From the first, creativity is also interpretation. "I'm a Mummer too! Now I'm going to dance," accompanied this ensemble during the parade on New Year's Day when it was too cold to see the regalia'ed men in person and we instead happily watched it on TV. Headband, sash, bracelet, sometimes a cape, sometimes fancy shoes - creative recasting of the self into ephemeral roles without purpose or order, just as a way to try the whims of the imagination on for size.

I wonder if that kind of creativity can be recaptured or approximated. I'm not sure I could do it. You?

4 comments:

Jay said...

I know I can't do it because I am way too self-conscious. I don't ever remember being un-self-conscious in the way my daughter is; I can recall dance class at age 4 and I was already policing myself. Sigh.
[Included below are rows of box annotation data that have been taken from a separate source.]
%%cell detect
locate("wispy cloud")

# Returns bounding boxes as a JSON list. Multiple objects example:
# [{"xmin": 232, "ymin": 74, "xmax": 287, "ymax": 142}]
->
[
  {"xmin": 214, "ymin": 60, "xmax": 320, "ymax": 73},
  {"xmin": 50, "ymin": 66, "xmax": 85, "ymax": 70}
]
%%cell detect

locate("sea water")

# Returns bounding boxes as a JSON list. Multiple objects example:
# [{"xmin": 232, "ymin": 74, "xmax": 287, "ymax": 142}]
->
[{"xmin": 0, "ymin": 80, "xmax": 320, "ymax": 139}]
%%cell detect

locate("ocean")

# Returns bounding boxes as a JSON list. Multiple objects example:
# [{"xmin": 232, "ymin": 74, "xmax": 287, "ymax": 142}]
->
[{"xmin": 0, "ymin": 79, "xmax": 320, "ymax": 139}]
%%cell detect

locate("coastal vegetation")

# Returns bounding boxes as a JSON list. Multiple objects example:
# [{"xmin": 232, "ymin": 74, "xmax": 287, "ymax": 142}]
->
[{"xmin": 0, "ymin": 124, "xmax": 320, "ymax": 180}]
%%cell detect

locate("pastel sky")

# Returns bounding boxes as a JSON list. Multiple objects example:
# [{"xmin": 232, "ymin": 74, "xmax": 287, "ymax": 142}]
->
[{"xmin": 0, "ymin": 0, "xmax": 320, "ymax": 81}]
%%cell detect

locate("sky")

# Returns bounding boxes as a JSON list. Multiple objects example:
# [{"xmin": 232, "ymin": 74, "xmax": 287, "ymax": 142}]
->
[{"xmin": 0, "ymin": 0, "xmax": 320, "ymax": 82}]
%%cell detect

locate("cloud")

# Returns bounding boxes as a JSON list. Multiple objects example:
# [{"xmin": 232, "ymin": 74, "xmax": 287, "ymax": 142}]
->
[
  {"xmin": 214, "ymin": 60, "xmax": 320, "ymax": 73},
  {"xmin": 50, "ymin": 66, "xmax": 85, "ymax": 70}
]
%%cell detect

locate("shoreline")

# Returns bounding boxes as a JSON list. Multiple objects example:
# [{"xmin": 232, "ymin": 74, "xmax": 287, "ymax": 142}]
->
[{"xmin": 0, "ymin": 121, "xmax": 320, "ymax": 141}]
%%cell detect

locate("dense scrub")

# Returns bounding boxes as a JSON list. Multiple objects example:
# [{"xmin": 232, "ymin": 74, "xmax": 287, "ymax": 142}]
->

btw your word verification is "plumpo". I am not amused.

Anna said...

oh no, Jay! i thought they were supposed to just be a jumble of letters and numbers! stupid blogger.

and i hear you about self-consciousness - i can't work out because of how self-aware i am of my awkward uncoordinated self. even video workouts. even when i am totally alone in the house with the shades drawn. yeah, i know.

Jay said...

Well, they do say if you leave a hundred monkeys in a room with a hundred typewriters (not that you could find a hundred typewrites anymore, or get approval from the IRB).

I should have added a :-) I was, actually, amused.

The current one is sohasms, which sounds like it should be a word. A dirty word.

Unknown said...

I think about this when I see the work the teenagers do at the teen classes at the Glass Center where I take classes. They are not as young as Lara, but they are much "freer" than I am. Of course, at their age I wasn't as free as they are either. Like Jay, I was policing myself pretty darn young. But I'm working on it now. Ironically it's getting harder in some ways as I get technically better. I feel like I "should" be able to make something useful/specific/to a certain standard now. It's harder to just have that joy in being able to make something--anything--that I had when first I started and no one (most especially *me*) had any expectations. Today I spent a couple of hours at the torch and it was actually pretty good--promised myself I could just make twisty rods because they are pretty....and then anything else I felt like. But many times I feel like I have to go in with a plan to make "something." Thanks for the post--it helped put into words something I've obviously been thinking about.